I'm ok. I try hard to do what I feel MJ would do, or want. That has helped me cope.
Other than that, just depends on what's going on, what ppl are talking about or what I'm talking about. I catch myself in mid sentence just as fine and can be then unable to finish the sentence without crying wretched and bitter tears.
I thank my God above that I had no place to go for the last two days. I would have been completely unfunctional.
I feel better after sponsoring a child from Chile. I did what Michael would love us to do and the acceptance of his death came into my heart. I grieve but the healing proecess already started. I started eating, I smile and feel in peace between cries. I so much in the given situation
Well i've been crying on and off and for the past few nights i have had drinks just to put me to sleep. And today i have listened to some of his music but it's so hard because i start to think of how he was when he died and it rips me apart.
I heard about it on Friday morning on the radio. I had to check the internet to make sure, and then I couldn't stop crying. But I had to go to work, and was constantly on the verge of tears. Every radio station was playing Michael Jackson all day. When I was home again I broke down crying and watching the news.
I feel better now, though I still can't believe it. Sometimes I believe there's a way to turn back time, that's when I feel ok. But then reality hits me again.
I constantly listen to his music, now more than ever.
My grief has just changed shape: instead of constant crying I feel numb with a heavy heavy heart that weighs me down. I haven't been able to listen to his music, cannot watch the programmes about him, daren't look at the news. I feel so low. Only time in my life when I have felt similar was when my first love broke up with me. I loved him so much and knew that he loved me but circumstances were difficult. Still I would not have given up. I think I cried every day for 8 months. That 4.00 am waking, feeling like part of your soul has died, that is the same.
The difference though is that I had hope then that things might change - we could get back together or I might eventually meet someone else. Please don't think this sounds like a trivial comparison because it was really the worst time in my life until now and I am 26 and this was when I was 17. But with Michael, nothing is going to change, he will never be alive again. We will never see pictures or hear him walking along singing 'Smile'. I find this hard to cope with. I'm not going to commit suicide or anything like that because I could not do it to my family, but in a way I look forward to death because then I will meet him and I will understand everything. I know that life is precious but really it is just not the same knowing he no longer walks this earth with us. My heart aches for the children as well - their unimaginable pain. The eldest ones are old enough to understand so they will really feel every second. It is so, so sad. I can't find any relief other than when am with friends and I might forget what has happened for a few seconds.
If anyone has found any comfort please share. Love all xx
Although it is all still surreal to me, I am doing ok. I am listening to his music and when I saw what went on in the philippenes and in london, the dances, the spontanious moonwalks in the street, I couldn't help but smile.
For once the streets aren't dominated by negativity, but are coloured by fans all over the world who celebrate the legacy of the man who has been a part of so many lives for so long.
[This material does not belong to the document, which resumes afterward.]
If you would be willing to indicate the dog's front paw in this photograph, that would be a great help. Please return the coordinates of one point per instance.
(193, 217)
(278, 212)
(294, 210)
I gives me strenght and I feel blessed to have been a part of what can only be decribed as a magical experience.
The one thing that does throw me off my feet are all these messages of fans taking their own lives. I cannot bare the thought of Michael and his family feeling responsible for the loss of these lives.
Hang in there guys. If you have ever lost anyone close to you, try to remember how you got through it. Trust me, you can do it and if you feel like you can't please go and talk to someone. I know we all thought of michael as being invincible but inside he was still a mortal man just like the rest of us. We are all truly fragile beings and this world is but a temporary home for all of us. If anyone needs to talk please pm me.
I don't know.
I feel calm and I'm over the first shock, I think. But I don't think about it very much either. I don't know am I deniying the truth? I just don't think about it, and when I do - it feels so strange. I have this empty feeling in my stomach.
I listened to Michael's music yesterday and I just didn't feel anything. Not sadness but not very much joy either.
I think I'm getting better but I'm not totally used to this feeling yet. Feeling of living without Michael.
ps. Especially thinking of his children, TII and the last rehearsals makes tears come to my eyes.
i know how you feel, i'm 19, such a long time to go before seeing him again. But you know what, we have many years in which to spread michael's love and help heal the world. I only became a fan 2 years ago - the best 2 years of my life, once you've been touched by michael's love, you've been be blessed for life.